Has anyone heard or does anyone know anything about this product known as magic jack? it is a devic that you put into your computer for telephone service. I am not sure about spending the money, but would love to lower my phone bills. Just wanted some input if anyone would have any. Thanks in advance. Wrenie


----------



## Elvandil (Aug 1, 2003)

http://forums.techguy.org/hardware/666750-magic-jack-voip-usb-interface.html?highlight=magic+jack
http://forums.techguy.org/tech-related-news/730720-magic-jack-phone-plug.html?highlight=magic+jack


----------



## wrenie (Jan 21, 2003)

Thank you for getting back to me so quickly, I'm not sure whether to try it yet or not. I'll have to think on it a while. It does sound too good to be true. Wrenie


----------



## wtxcowboy (May 25, 2004)

i'm sure it works fine, only drawback is you have to leave your pc ON all the time to receive or make calls etc


----------



## wrenie (Jan 21, 2003)

Thank you. That would be no problem, the only time I turn it off is if we have a storm.


----------



## txroze (Aug 13, 2008)

Magic jack is my only phone and my comp is also only off in storms. Not safe to use phone then anyway. Ever so often I get a shaky connection but i just start over. Happened on cell phone also. I love Magic jack but will not be surprised if it goes up a little, but at $19.95 a year, I can afford it. txroze


----------



## JohnWill (Oct 19, 2002)

txroze said:


> Magic jack is my only phone and my comp is also only off in storms. Not safe to use phone then anyway.

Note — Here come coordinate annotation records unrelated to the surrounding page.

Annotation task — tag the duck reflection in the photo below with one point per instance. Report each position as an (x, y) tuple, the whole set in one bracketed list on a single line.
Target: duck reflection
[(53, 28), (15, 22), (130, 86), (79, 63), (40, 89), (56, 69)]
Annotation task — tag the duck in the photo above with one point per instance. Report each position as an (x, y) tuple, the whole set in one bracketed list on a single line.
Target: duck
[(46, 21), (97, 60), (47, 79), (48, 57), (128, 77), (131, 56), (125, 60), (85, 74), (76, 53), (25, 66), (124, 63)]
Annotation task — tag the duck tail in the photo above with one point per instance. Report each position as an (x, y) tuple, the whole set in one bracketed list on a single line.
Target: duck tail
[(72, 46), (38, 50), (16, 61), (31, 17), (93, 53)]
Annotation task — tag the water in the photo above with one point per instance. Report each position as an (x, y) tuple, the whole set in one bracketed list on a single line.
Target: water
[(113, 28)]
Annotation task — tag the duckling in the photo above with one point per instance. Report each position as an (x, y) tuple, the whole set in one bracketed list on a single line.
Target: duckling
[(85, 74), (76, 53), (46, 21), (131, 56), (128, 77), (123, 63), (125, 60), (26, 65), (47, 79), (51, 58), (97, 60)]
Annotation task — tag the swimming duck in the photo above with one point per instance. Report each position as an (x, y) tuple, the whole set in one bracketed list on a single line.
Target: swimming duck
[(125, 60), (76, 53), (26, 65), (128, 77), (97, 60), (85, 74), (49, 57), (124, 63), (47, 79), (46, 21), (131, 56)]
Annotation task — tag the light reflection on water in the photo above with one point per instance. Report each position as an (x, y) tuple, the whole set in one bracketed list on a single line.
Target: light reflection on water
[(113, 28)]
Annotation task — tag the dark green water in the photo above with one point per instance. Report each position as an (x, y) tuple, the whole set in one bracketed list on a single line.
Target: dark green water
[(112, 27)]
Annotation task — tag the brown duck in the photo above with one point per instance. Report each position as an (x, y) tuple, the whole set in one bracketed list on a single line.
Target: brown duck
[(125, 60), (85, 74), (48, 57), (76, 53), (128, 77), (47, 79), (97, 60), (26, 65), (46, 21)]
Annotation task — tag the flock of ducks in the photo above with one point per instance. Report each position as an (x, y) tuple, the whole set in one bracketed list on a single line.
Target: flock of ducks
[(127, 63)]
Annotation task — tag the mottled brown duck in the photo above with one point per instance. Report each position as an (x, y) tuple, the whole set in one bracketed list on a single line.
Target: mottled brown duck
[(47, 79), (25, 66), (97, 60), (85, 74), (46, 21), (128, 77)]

Wireless phones pose no risk during a thunderstorm, it's the telephone wire that is the risky end.


----------



## vicks (Jan 31, 2005)

We have been using it for a few weeks now. Very happy with it...You can set it up with call forwarding to your cell phone when the computer is turned off.
Vicks


----------



## wrenie (Jan 21, 2003)

Thank you so much for your input. We have decided to give it a try. I can't wait to see how it works. Thanks again. Wrenie


----------



## andyjay (Sep 22, 2008)

I have Magic Jack and so far it has worked with no problems...I looked online for some reviews about the product and their were some people that bad mouthed it but then you will always have people that will not be happy. When you consider that it is basically free phone service (around $20 U.S a year) It is hard to beat. The only thing I find a bit annoying is that when I turn on my PC the next day (Magic Jack only works when PC is on) I have to unplug and then plug the Magic Jack back in the Usb port so my PC can detect the Magic Jack device. After that, it works fine. (By the way, does anyone know how I can solve that problem?) Please let me know.


----------



## txroze (Aug 13, 2008)

I think you may need to check with magic jack help because when my comp is turned on the first thing that returns is my magic jack. that is not very often cause mine is a die hard and is always on lol. Sorry wish i was of more help to you. Wanda/txroze


----------



## SIR****TMG (Aug 12, 2003)

http://www.magicjacksupport.com/ try using this link to all your magic jack questions and problems.


----------